BI Publisher can pull the relevant information together for you to prepare a project earned value report. It shows:
- Planned value
- Actual total cost
- Earned value
- Estimate to complete.
BI Publisher can display the information for the period as well as cumulatively in chart and table format.
EV reports are one of the most valuable types of project data for tracking project performance, so set them up correctly at the beginning, make sure the inputs are working as they should and you’ll be able to share rich and accurate data during the project execution phase.
6. Summary reports
Summary reports could be in the form of a dashboard or an executive summary presented at portfolio level or during a management meeting. Primarily, these reports are used for communication at high level so they don’t need to include a lot of detail. The contents should match the audience. For example, a presentation to the Chief Financial Officer should be tailored around what they would like to know, which is probably the budget!
7. Timesheet reports
BI Publisher can generate timesheet reports for you using the data in Primavera P6. Use the sample templates as a starting point or create your own timesheet reporting. Timesheet reports are useful as a way of ensuring compliance with any time recording policies. For example, you can show the timesheets submitted along with their review dates and who reviewed them.

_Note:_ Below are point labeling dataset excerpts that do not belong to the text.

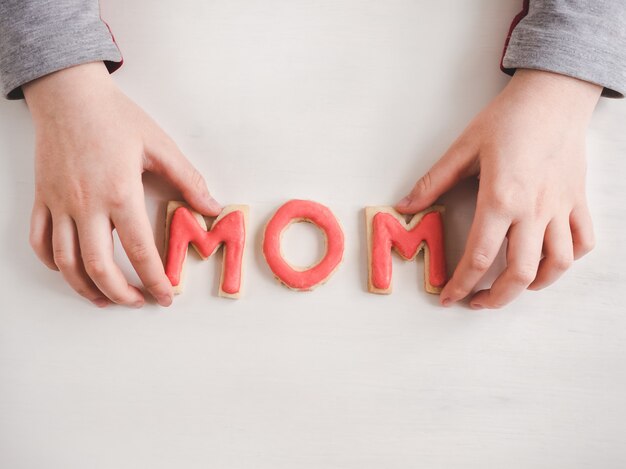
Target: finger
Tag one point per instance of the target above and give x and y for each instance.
(66, 257)
(41, 234)
(166, 159)
(135, 232)
(483, 244)
(96, 246)
(582, 231)
(558, 254)
(523, 256)
(454, 165)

You can also get a detailed timesheet report out of BI Publisher if you need to see all the timesheets for a date range, down to activities and hours worked per day.
The value in timesheet reporting is not simply to check that people are filling in their working hours. (Although that is helpful to stop revenue leakage.) If you are using an earned value management system, it’s likely that hours worked are one of the key inputs to that as a way of tracking project progress. Without that level of work data, you may not be able to accurately produce the earned value management data and track performance on particular tasks.
Project management tools like Primavera P6 have a vast reporting capability and when you learn BI Publisher you’ll be able to tap into all the options. Creating reports doesn’t have to be time-consuming. When you know how to use the tools, you can generate reports on auto-pilot and balance your time efficiently between the administrative activities of project management and delivery.